The biggest change in the revised budget involved limiting planned raises for county employees to an average of 3 percent, which Carman estimated saved around $64,000 across the board.

After the budget was initially rejected, the committee instead approved the idea of paying a 3 percent bonus to employees in two segments – December 2017 and March 2018 – instead of as a reoccurring raise. Employees must be full time and have at least six months on the job in order to receive the bonuses.

“I just feel like that much raise, two years in a row, is not healthy,” Ford said during the June 12 discussion.

In addition to changing raises to bonuses, commissioners gave their approval to establishing a minimum wage of $10 per hour for full-time county employees. Few are currently under that threshold, as the move is expected to cost the county $8,600 and the school system $6,500.

Other changes included the elimination of an additional compactor at the Convenience Center, reducing a planned increase in funding for the Ambulance Service, reducing insurance costs for EMS employees who have other jobs and coverage, reducing a request by the schools for money for non-certified raises and adding $40,000 in anticipated franchise fees.

“It’s probably better for 2018-19, so that saved us 2 cents (on the property tax rate) in Solid Waste,” Carman said with regards to the compactor.

Another boost came from the property assessor’s office, which determined that a penny on the property tax rate would bring in $18,716 – a $126 increase from preliminary estimates. That increase added just over $36,000 to projected tax collections.

A new tanker for the Fire Department remained in the budget as a capital outlay note, but could be converted to being paid for outright.

While the mayor’s revised budget has a deficit, it was noted that the current year’s revenue is expected to be around $900,000 more than was originally budgeted.

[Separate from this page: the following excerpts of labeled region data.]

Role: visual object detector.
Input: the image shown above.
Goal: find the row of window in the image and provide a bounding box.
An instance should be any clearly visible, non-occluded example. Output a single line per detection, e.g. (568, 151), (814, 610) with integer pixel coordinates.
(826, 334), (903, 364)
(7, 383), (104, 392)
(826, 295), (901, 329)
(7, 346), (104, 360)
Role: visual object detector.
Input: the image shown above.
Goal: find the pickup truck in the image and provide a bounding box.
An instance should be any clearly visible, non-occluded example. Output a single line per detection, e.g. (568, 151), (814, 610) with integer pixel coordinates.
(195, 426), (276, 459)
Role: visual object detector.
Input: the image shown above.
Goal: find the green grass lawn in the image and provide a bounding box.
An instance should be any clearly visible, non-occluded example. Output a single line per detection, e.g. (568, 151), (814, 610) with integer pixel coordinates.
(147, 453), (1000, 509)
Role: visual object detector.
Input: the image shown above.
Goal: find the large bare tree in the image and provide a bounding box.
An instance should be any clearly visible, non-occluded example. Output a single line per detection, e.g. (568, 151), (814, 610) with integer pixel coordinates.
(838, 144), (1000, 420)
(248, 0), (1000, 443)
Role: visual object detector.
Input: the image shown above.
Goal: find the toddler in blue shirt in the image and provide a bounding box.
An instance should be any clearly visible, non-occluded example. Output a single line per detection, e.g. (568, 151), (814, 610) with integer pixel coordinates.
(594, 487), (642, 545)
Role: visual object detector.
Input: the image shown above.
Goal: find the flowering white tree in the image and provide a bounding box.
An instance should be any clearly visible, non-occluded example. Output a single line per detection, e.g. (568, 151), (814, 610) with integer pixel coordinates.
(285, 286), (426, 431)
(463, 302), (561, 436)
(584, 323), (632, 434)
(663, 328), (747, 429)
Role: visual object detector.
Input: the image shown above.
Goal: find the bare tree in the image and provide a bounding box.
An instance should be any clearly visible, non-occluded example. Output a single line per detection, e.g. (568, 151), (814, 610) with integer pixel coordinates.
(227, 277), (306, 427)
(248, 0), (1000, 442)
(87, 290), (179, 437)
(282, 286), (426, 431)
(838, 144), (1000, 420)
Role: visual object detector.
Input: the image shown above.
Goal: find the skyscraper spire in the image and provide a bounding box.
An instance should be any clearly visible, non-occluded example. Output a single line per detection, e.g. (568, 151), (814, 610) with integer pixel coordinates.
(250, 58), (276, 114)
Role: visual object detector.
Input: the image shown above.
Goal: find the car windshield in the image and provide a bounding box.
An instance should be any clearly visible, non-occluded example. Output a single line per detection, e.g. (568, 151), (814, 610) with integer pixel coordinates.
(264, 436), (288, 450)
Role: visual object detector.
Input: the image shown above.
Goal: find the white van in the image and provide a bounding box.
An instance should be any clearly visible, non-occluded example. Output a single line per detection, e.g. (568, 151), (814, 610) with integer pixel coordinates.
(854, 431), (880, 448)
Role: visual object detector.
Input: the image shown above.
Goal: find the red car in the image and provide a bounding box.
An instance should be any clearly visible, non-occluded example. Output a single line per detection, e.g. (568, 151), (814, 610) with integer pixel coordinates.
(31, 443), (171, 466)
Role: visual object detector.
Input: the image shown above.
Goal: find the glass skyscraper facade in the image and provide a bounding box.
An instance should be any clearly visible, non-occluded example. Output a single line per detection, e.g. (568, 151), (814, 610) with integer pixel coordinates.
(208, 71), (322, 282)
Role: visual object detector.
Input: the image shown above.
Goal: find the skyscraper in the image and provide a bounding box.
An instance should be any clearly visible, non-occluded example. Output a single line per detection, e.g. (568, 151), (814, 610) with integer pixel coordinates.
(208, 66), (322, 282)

“There should be more monies to circulate throughout the year, thanks to conservative estimates on the revenue side,” Beeler said. “We’re poised to be stronger than the budget that’s put together.”

“We believe it’s going to be a stronger year than last year,” Carman agreed. “We’re not compromising the fund balance.”

The County Commission is expected to vote on the budget at a first reading at its regular June 26 meeting, then again on second and third readings at a called meeting on June 27.